Accumulating evidence demonstrates that vascular oxidative stress is a critical feature of atherosclerotic process, potentially triggered by several infectious agents that are considered as risk co-factors for the atherosclerotic cardiovascular diseases (CVDs). C. pneumoniae has been shown to upregulate multiple enzymatic systems capable of producing reactive oxygen species (ROS) such as NADPH oxidase (NOX) and cyclooxygenase in vascular endothelial cells, NOX and cytochrome c oxidase in macrophages as well as nitric oxide synthase and lipoxygenase in platelets contributing to both early and late stages of atherosclerosis. P. gingivalis seems to be markedly involved in the atherosclerotic process as compared to A. actinomycetemcomitans contributing to LDL oxidation and foam cell formation. Particularly interesting is the evidence describing the NLRP3 inflammasome activation as a new molecular mechanism underlying P. gingivalis-induced oxidative stress and inflammation. Amongst viral agents, immunodeficiency virus-1 and hepatitis C virus seem to have a major role in promoting ROS production, contributing, hence, to the early stages of atherosclerosis including endothelial dysfunction and LDL oxidation. In conclusion, oxidative mechanisms activated by several infectious agents during the atherosclerotic process underlying CVDs are very complex and not well-known, remaining, thus, an attractive target for future research.

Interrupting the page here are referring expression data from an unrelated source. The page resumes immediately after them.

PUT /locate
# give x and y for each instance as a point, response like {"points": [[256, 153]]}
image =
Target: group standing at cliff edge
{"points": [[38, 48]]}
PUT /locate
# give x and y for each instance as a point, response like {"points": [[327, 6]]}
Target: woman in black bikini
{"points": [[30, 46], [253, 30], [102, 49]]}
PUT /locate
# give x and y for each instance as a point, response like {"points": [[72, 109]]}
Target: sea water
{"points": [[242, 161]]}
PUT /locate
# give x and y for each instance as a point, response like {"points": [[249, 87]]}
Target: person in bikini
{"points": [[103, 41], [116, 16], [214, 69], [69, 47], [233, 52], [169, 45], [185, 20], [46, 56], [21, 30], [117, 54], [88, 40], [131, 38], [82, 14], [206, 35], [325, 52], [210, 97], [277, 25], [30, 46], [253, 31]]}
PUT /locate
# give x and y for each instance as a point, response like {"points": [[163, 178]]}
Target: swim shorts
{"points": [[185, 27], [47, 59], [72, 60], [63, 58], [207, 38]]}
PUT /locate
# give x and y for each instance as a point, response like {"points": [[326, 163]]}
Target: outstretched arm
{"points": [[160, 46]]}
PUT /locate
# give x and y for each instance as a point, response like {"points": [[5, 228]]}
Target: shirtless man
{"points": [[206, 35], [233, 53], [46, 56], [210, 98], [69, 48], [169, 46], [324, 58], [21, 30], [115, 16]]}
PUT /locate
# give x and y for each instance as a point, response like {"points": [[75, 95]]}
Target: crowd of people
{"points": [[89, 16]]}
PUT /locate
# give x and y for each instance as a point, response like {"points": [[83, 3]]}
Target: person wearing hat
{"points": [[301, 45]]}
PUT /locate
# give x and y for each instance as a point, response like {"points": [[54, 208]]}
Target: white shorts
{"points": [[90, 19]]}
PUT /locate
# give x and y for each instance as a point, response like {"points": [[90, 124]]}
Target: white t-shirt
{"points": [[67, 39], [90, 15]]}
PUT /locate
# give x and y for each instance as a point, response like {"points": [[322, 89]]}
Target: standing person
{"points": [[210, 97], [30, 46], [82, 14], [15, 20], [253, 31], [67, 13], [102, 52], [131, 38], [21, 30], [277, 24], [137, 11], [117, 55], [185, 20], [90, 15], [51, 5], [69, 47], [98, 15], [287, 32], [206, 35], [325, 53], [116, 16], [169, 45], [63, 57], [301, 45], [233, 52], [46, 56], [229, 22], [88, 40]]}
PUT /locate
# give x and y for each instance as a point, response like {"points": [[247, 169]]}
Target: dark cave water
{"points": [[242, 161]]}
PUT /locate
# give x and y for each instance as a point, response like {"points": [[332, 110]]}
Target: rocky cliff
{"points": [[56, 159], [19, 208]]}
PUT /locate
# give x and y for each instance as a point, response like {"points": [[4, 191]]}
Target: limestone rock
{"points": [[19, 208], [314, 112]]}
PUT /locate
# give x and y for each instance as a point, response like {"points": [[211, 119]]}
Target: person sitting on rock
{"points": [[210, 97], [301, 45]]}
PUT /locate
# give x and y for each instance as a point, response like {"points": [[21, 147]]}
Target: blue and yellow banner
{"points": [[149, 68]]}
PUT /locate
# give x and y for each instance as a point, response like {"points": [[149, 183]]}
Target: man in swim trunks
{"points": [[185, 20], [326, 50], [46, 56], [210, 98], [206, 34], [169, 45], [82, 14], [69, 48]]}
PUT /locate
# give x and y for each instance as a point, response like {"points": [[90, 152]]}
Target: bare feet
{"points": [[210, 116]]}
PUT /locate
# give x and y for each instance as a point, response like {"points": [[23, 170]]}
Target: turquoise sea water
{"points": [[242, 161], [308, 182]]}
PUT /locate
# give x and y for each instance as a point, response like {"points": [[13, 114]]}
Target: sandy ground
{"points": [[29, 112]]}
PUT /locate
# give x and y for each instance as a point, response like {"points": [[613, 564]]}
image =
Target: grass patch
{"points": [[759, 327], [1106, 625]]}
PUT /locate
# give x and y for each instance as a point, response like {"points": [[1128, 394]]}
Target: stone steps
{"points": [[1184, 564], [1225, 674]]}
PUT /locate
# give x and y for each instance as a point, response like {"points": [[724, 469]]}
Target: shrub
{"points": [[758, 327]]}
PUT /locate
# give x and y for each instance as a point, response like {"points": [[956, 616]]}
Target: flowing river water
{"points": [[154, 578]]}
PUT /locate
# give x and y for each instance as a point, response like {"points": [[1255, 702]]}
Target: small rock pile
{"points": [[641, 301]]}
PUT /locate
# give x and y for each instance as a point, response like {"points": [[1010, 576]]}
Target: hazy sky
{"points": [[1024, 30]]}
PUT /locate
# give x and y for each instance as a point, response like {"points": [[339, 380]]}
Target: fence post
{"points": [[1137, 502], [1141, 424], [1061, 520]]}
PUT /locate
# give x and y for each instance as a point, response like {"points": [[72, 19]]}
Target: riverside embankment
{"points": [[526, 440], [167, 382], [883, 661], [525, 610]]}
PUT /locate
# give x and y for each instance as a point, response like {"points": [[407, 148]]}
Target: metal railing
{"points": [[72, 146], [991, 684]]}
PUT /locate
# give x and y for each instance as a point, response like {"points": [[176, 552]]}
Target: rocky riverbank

Keywords: atherosclerotic cardiovascular diseases; infectious agents; oxidative stress.

Figure 1

Putative pathways of infectious agent-mediated oxidative stress in several stages of the atherosclerotic process. C. pneumoniae, HIV, HCV, HSV, and CMV contribute to endothelial dysfunction; P. gingivalis, A. actinomycetemcomitans, C. pneumoniae, HIV, HCV, and CMV trigger LDL oxidation; P. gingivalis, C. pneumoniae, and CMV induce macrophage-derived foam cell formation; P. gingivalis, C. pneumoniae, HSV, and CMV contribute to progression of atherosclerotic plaque (ICAM: intercellular adhesion molecule; NOX: nicotinamide adenine dinucleotide phosphate oxidase; MPO: myeloperoxidase; NOS: nitric oxide synthase; COX-2: cyclooxygenase-2; LPO: lipoxygenase).